A.D. Suite au 1er confinement du COVID-19, j’ai cessé mon exercice vétérinaire, et exerce dorénavant exclusivement en parodontologie, implantologie et chirurgie en Bretagne. Actuellement mon lien avec la profession vétérinaire se fait principalement via les formations que je propose.
AON. Que vous apporte votre expérience de la médecine vétérinaire dans votre pratique quotidienne ?
A.D. C’est la chirurgie vétérinaire qui m’a poussé à faire chirurgien-dentiste et à orienter mon exercice vers la parodontologie et la chirurgie. C’est aussi dans l’optique de faire le lien avec la stomatologie vétérinaire que j’ai suivis les CES de parodontologie et d’odontologie chirurgicale. J’ai également veillé à m’inscrire principalement à des diplômes universitaires ouverts aux deux professions, pour leur vision transversale, comme celui de microchirurgie et celui de tissus calcifiés, implantologie dentaire et chirurgie avancées
AON. Pouvez-vous nous faire le point sur la spécialité en médecine vétérinaire ?
A.D. Effectivement c’est une spécialité, ou plutôt deux spécialités, au sens où l’entend l’Ordre des vétérinaires. Le vétérinaire spécialiste est tout d’abord Docteur en médecine vétérinaire et ensuite diplômé de l’European Veterinary Dental College (EVDC) après 3 ans supplémentaires, en dentisterie générale ou dentisterie des équidés. En France il existe 6 spécialistes dont un en dentisterie équine. Au-delà de la spécialité un certain nombre de vétérinaire ont un exercice exclusif ou orienté en dentisterie. Toutefois la formation universitaire est très défaillante dans le domaine, d’où l’intérêt des formations post universitaires et des sociétés savantes comme l’European Veterinary Dental Society (EVDS) ou le Groupe d’Etude et de Recherche en OdontoStomatologie (GEROS) de l’Association Française des Vétérinaires pour Animaux de Compagnie (AFVAC) ou l’Association Vétérinaire Equine Française (AVEF). La discipline connait un intérêt croissant.

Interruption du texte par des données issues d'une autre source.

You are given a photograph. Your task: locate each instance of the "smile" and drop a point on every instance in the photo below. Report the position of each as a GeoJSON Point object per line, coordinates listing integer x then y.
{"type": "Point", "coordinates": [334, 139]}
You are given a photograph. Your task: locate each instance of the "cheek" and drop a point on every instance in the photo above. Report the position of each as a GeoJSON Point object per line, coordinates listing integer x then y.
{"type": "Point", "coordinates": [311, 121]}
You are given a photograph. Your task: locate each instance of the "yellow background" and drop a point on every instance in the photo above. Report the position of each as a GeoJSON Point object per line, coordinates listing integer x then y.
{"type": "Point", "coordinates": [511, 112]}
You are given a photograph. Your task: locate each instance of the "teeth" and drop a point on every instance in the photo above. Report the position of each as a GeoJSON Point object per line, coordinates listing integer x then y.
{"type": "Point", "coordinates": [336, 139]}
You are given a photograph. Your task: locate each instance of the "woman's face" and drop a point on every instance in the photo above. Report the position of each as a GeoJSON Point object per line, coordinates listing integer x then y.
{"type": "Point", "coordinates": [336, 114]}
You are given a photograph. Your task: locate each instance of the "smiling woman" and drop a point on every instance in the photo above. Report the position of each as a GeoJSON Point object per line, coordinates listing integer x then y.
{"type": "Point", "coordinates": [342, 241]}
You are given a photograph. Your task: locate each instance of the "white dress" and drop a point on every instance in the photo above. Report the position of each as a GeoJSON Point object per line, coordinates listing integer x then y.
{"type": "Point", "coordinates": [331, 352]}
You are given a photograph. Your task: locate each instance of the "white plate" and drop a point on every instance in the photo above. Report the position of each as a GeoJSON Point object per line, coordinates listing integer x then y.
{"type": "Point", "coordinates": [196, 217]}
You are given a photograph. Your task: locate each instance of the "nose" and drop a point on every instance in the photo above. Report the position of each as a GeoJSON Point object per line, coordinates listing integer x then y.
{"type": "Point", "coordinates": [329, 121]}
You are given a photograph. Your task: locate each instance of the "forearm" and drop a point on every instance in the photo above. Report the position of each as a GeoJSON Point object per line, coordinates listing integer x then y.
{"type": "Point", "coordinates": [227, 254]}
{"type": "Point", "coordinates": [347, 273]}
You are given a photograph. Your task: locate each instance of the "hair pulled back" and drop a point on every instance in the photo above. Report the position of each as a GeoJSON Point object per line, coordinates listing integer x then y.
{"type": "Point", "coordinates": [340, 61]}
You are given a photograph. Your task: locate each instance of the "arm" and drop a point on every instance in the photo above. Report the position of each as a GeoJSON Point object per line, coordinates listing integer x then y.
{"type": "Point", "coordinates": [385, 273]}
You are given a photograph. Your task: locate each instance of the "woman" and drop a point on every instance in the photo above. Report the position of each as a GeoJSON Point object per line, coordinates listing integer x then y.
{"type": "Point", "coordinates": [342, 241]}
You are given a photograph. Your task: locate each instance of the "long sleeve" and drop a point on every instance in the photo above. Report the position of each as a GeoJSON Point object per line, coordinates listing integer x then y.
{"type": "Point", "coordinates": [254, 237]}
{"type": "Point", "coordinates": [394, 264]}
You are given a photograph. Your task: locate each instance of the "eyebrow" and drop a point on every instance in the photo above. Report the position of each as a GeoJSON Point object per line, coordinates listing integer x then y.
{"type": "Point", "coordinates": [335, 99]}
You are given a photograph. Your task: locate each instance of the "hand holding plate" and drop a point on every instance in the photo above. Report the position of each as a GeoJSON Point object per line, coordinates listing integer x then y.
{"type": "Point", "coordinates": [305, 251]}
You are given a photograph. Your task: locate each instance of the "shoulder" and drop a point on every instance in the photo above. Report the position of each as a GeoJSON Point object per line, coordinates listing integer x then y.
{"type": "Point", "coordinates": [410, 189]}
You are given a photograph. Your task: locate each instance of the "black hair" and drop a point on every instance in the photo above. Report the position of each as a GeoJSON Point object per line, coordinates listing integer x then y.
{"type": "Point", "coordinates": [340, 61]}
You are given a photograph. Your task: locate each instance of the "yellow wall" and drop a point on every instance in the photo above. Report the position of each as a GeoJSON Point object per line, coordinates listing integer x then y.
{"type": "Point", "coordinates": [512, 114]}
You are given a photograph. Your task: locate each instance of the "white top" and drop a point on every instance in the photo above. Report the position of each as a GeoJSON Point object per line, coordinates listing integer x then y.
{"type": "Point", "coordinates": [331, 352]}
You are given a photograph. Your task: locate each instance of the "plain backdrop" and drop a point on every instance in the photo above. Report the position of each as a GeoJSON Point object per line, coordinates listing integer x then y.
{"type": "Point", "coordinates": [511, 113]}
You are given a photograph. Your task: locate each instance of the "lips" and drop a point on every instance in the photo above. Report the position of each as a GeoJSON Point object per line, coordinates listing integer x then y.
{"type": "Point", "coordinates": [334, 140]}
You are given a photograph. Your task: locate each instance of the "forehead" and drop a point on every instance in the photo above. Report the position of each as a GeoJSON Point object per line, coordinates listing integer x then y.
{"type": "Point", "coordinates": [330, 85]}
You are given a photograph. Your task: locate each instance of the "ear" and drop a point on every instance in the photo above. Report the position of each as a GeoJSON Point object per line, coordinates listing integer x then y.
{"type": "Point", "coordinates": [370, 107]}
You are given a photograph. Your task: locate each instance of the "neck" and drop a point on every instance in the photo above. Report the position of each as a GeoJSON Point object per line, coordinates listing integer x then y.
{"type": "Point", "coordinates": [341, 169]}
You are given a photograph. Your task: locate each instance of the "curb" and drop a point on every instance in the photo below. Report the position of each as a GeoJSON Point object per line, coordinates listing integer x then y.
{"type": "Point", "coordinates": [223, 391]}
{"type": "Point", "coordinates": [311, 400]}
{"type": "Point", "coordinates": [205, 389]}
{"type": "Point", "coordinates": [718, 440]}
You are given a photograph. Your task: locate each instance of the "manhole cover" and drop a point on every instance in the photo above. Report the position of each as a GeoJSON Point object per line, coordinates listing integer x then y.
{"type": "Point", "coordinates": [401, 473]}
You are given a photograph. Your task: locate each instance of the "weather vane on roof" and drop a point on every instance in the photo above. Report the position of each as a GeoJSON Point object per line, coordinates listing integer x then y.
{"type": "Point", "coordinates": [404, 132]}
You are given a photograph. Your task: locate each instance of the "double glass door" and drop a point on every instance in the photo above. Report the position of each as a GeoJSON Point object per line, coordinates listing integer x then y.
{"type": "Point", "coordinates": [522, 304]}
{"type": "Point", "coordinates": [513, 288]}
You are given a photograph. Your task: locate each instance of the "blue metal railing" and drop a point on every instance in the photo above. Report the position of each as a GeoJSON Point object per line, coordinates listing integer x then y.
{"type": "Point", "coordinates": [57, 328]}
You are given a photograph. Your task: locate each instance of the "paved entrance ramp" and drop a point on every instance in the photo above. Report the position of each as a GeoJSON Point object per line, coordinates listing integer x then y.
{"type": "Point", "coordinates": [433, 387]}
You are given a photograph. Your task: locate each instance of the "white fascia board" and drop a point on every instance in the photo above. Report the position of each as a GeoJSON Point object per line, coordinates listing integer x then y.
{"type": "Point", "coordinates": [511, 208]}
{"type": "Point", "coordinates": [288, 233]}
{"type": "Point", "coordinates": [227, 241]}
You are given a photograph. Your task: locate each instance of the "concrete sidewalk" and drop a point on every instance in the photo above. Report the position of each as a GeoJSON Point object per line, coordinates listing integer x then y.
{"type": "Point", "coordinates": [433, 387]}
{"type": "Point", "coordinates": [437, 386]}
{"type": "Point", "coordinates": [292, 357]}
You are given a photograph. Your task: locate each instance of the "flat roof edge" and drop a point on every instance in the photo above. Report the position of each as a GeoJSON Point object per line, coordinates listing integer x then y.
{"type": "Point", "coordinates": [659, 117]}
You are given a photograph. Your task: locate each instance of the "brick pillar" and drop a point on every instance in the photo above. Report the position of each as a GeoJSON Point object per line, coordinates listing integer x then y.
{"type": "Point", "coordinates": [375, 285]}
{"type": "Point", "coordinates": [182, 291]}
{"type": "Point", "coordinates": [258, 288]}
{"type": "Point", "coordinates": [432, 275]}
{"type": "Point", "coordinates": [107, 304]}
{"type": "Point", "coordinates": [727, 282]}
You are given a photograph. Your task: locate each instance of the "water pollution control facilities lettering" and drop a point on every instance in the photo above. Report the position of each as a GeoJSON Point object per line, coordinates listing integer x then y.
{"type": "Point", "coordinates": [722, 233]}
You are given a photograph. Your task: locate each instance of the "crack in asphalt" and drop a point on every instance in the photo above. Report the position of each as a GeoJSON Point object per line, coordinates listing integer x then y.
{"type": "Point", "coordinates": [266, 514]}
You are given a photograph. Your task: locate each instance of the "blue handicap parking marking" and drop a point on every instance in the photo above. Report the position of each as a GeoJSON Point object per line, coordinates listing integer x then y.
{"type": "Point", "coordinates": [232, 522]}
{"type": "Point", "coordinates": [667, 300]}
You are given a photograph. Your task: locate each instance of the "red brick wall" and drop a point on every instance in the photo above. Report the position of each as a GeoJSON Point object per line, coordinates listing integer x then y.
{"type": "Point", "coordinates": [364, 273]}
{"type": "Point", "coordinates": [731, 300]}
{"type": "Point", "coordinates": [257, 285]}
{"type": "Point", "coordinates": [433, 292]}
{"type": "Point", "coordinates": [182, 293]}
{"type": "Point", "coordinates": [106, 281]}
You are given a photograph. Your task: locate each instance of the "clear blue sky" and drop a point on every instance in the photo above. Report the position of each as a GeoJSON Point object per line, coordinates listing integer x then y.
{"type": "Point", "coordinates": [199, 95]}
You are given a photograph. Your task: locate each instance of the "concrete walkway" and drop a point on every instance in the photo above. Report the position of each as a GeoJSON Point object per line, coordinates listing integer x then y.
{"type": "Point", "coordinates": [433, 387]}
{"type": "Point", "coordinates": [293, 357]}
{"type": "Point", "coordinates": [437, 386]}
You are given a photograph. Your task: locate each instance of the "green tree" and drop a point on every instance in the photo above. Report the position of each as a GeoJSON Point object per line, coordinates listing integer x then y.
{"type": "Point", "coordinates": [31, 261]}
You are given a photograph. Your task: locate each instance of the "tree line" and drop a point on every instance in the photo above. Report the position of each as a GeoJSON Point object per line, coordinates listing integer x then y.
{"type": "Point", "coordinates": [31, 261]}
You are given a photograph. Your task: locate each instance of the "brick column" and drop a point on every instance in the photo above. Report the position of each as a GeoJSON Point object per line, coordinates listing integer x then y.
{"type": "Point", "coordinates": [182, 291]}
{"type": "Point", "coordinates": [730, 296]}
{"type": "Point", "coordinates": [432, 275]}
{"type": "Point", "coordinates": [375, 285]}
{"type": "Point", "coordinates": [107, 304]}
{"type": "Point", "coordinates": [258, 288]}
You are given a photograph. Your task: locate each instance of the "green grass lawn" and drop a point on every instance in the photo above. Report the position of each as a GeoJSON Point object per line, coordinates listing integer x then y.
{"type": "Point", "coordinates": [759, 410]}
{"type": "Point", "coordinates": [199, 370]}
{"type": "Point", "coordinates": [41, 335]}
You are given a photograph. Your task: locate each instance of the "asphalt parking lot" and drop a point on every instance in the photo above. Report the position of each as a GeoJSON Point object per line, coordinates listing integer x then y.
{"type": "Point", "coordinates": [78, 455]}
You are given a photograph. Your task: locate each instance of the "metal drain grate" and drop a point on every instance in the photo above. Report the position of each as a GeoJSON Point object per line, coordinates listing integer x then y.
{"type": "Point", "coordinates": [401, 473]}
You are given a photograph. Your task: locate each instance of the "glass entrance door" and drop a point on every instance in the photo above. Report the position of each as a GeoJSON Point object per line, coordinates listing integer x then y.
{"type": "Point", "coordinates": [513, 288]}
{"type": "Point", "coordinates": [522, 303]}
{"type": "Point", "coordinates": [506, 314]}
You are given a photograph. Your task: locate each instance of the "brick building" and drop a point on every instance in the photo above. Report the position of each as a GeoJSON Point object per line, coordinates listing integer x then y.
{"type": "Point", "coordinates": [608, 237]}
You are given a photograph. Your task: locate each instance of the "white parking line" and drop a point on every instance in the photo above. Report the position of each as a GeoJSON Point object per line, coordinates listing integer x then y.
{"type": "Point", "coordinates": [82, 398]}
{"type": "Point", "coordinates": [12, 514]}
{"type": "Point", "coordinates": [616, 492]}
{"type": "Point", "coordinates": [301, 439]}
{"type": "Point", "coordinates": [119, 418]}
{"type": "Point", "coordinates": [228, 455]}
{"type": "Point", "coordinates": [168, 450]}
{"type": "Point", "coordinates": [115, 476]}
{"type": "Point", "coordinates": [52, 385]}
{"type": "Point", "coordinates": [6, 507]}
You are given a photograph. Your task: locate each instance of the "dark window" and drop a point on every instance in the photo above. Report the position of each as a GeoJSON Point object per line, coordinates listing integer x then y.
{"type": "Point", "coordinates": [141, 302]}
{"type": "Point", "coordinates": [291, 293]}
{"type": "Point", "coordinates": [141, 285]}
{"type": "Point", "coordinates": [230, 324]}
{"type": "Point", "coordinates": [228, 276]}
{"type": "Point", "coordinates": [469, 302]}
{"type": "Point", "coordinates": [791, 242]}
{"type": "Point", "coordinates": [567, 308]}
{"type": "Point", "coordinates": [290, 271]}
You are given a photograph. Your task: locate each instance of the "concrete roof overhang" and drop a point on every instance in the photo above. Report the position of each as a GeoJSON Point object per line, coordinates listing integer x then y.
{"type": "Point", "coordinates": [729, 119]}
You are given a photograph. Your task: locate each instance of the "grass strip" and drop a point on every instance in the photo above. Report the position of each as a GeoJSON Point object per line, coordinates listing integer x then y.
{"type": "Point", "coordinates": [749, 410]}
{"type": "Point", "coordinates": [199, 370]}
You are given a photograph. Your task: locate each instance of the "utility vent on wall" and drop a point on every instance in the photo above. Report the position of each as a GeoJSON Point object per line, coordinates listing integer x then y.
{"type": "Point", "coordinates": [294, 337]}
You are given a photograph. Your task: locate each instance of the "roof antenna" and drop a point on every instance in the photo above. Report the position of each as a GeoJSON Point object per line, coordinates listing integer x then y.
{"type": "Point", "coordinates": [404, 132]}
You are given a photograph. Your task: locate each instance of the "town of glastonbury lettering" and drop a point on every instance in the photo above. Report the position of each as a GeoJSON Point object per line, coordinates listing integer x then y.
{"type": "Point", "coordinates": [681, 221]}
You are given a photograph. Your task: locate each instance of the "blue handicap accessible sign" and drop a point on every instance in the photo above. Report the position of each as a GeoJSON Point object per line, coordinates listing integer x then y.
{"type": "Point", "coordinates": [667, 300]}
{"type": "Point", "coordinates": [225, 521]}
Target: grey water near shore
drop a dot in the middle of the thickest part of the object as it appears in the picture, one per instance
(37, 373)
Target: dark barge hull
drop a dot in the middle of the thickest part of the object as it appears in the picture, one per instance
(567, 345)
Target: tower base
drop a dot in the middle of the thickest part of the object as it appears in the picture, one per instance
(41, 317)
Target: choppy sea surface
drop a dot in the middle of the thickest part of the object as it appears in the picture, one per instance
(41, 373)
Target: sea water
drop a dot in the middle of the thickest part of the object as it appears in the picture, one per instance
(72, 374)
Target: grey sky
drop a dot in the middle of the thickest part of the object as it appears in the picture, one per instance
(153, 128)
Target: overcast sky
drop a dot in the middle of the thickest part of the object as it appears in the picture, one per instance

AON. Quels sont les actes qu’un vétérinaire peut être amené à réaliser ?
A.D. Tout est possible, de l’orthodontie à l’endodontie en passant par la parodontologie et même la prosthodontie voir l’implantologie. Certains cas ont même pu être réalisés avec le système CEREC.
AON. Un certain nombre de nos confrères dentistes envisagent de proposer des soins dentaires à des animaux. Un chirurgien-dentiste pourrait-il exercer son art sur un animal ?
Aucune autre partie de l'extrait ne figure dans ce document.